The program is based on the algorithms described by Radek Čech, Ioan-Iovitz Popescu and Gabriel Altmann in their article "Methods of analysis of a thematic concentration of the text" (CSLR 2011).

A) Input

Choose the name of the file containing the list of the synsemantic words. If the file for the language you explore does not exist, you should create one and fill it with the most common synsemantic words (enter delimited).
Choose the text(s) you want to explore. Use multiple selection if you want to add more than one text.
Specify the type of the text(s) in the combobox. Concordancy in the following formating can be also used:
WordType1 8
WordType2 19
(The word types should be delimited by a tab from their frequencies, each entry on a new line).
Specify the case sensitivity.
Press the "Calculate" button.

B) Processing

With a good database of synsemantic words, the vast majority of the work will be done automatically.
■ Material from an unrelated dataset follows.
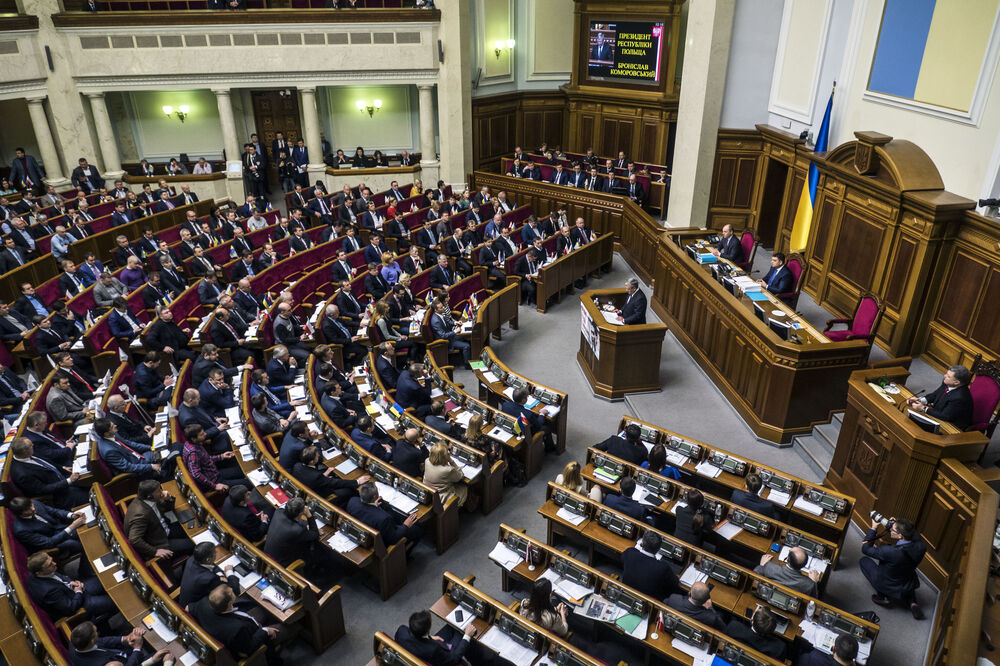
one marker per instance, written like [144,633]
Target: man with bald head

If the "Sort out the synsemantic words manually" option is choosen, each type above the H-point (and not contained in the list of the synsemantic words) will be manually sorted (autosemantic/synsemantic). The types sorted as synsemantic will be added to the list.

C) Output

Output.txt (in the main directory of the program) is created. It contains Thematic concentration of your texts in the format suitable for further processing.
The file YourFile.txt_DIC is created and it contains the concordancy of the types above the H-point of YourFile.txt.